Subscribe: $5 for 5 months!
Medical Marijuana Louisiana

Even as more Americans are smoking marijuana legally, many continue to languish behind bars for marijuana offenses.

(AP Photo/Richard Vogel, File)

Last month, American lawmakers, marijuana policymakers and industry leaders held a hearing on Capitol Hill about the future of marijuana legalization. While there was clear bipartisan support and even discussion of “restorative justice” for minorities adversely affected by the war on drugs, conspicuously absent was any discussion of sentence relief for those Americans still serving life sentences without the possibility of parole for nonviolent marijuana offenses.

If lawmakers and the leaders of this fledgling industry who hope to profit from legalization do not support retroactive sentence relief for these pot prisoners of war, the legal cannabis industry will have neither integrity nor credibility. True restorative justice can only begin with clemency for those Americans serving life sentences for marijuana. There were no allegations of violence in the cases of the white, black and Latino men serving life for marijuana, yet all will likely die in prison.

Leopoldo Hernandez-Miranda, a 78-year-old Cuban fisherman, has served 26 years while Anthony Kelly, 46, has served 20 years (for barely an ounce of pot).

Less than two months ago, wheelchair-bound 62-year-old Michael Pelletier, who served 12 years, was denied compassionate release by the Bureau of Prisons. Kenny Kubinski, 72, a decorated Vietnam veteran with three purple hearts and a bronze star, has served 27 years for marijuana conspiracy and a cocaine charge that he vehemently denies.
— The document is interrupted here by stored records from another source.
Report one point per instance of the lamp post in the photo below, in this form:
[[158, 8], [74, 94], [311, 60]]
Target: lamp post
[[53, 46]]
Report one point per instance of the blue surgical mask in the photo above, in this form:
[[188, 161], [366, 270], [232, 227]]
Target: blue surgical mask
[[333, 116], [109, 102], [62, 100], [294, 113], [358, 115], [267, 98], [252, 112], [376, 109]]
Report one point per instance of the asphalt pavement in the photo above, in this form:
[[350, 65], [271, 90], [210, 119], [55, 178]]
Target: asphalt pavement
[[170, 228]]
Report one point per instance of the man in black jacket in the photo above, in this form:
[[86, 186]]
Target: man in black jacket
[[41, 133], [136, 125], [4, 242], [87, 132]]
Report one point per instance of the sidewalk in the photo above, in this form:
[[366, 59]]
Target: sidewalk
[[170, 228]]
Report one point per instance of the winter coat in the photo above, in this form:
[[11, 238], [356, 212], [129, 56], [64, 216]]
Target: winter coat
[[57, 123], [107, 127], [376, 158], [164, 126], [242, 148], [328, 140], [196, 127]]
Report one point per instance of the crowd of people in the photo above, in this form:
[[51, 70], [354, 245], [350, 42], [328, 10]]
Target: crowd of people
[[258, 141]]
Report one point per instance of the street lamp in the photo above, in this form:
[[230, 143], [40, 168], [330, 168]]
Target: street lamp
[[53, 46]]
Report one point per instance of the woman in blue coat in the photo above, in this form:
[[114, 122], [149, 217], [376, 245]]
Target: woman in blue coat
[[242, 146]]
Claude DuBoc and Albert Madrid, both over 70 years old, have served over 20 years. Marijuana smuggler John Knock was extradited from France in January 1999 and charged with an unproven conspiracy that was concocted by a U.S. attorney in Florida. After Knock’s co-conspirators, also facing life sentences, testified against him in exchange for immunity, he was sentenced to two life terms plus 20 years. DuBoc, Knock’s co-conspirator pleaded guilty on the advice of his lawyer, F. Lee Bailey. DuBoc cooperated with the government and surrendered approximately $100 million in cash and assets. The smuggler received a life sentence and lawyer Bailey went to prison rather than surrender $20 million of his client’s stock.

Retired Drug Enforcement Administration agent James Conklin stated that he felt the sorriest for “the stand-up crooks,” like Knock, who refused to cooperate with law enforcement and actually chose to go to trial. Knock exercised his constitutional right to a trial and was punished for it.
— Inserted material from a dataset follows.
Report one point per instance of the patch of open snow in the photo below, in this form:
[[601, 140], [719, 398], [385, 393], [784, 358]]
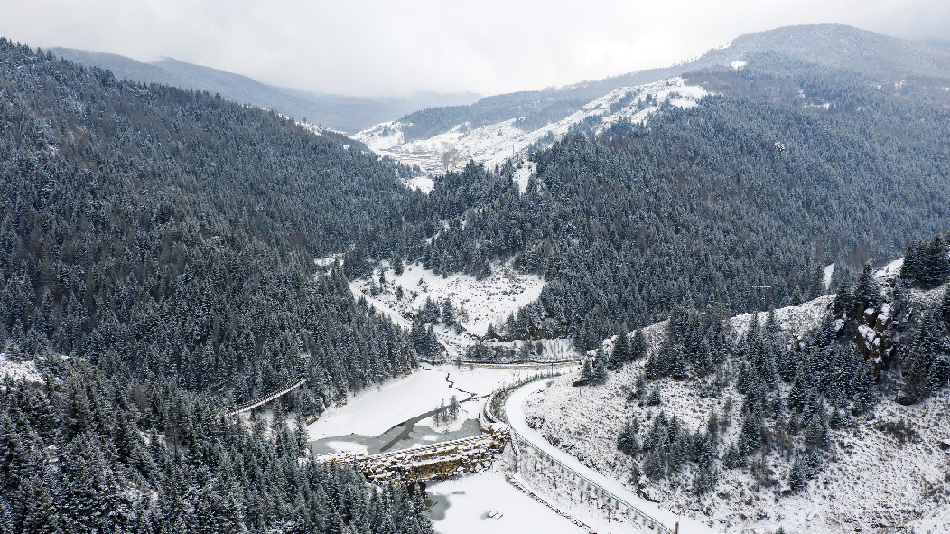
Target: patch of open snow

On the other hand, co-conspirator Julie Roberts surrendered through a high-profile lawyer, shrewdly negotiated a plea deal, testified against all of her former compatriots and helped the government recover assets. Although she too was facing a life sentence, Roberts did not spend a single night in prison.

Does Knock deserve more prison time than heroin and cocaine kingpin Miguel Angel Felix Gallardo, a man who was linked to the torture and killing of U.S. drug agent Enrique Camarena? Does DuBoc deserve more jail time than Manuel Felipe Salazar-Espinosa, once reputed to be one of the world’s most significant kingpins? Does Madrid deserve more jail time than convicted traitors John Walker Lindh or Jonathan Pollard?
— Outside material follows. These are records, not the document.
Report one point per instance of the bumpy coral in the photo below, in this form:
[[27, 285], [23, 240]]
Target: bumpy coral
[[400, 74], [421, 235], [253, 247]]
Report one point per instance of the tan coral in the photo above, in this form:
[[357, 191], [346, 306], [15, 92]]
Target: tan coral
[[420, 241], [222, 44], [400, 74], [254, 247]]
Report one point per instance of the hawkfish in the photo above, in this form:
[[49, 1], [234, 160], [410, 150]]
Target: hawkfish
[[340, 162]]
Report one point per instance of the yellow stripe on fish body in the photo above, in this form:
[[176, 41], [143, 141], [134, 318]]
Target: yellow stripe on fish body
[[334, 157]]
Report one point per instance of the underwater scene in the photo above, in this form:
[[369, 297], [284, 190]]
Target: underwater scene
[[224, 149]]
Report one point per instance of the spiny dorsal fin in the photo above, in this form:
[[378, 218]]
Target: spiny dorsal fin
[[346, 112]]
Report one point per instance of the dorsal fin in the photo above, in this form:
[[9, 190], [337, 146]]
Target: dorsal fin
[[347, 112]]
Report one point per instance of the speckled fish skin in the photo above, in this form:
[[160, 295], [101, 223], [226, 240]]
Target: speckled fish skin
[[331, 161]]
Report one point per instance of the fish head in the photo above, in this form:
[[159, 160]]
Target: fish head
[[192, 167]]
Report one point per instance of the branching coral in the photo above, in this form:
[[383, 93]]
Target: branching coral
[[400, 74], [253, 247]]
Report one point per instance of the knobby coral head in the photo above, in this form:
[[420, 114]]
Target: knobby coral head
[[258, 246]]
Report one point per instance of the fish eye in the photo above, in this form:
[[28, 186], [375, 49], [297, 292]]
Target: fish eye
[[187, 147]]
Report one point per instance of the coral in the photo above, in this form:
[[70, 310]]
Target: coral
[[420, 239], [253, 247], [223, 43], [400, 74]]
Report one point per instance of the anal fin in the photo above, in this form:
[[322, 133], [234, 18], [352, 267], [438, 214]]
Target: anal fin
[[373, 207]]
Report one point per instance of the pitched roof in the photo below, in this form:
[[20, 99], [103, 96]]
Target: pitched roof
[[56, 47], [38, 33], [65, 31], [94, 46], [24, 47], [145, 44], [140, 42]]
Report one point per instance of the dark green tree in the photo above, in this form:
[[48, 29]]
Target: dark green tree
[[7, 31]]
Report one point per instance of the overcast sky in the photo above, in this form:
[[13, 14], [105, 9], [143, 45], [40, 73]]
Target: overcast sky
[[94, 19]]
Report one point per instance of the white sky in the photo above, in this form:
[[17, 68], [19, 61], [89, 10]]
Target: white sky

The United States declared a war on drugs in 1973, and it has been fraught with contradictions and crippled by hypocrisy and unrealistic policy objectives. Forty-plus years and massive expenditure later, the U.S. has the largest prison population in the world and a racially imbalanced, two-tiered judicial system under which black teens caught with a handful of crack rocks do hard time in state prisons while the bankers who launder Mexican cocaine cartels’ blood-stained billions simply pay fines.

This month, after serving 30 years of a life sentence for marijuana and hashish smuggling, terminally ill Calvin Robinson was granted a compassionate release from prison. While this is a step in the right direction, it still falls far short of justice. Vietnam veteran Kubinski put it best: “Now I am a POW of another war with no clear mission. This time I am the enemy of the country I love and had sacrificed for.”

Peter Maguire is the author of “Law and War,” “Facing Death in Cambodia” and “Thai Stick.” He is a historian and former war-crimes investigator who has taught law and war theory at Columbia University, Bard College and University of North Carolina-Wilmington.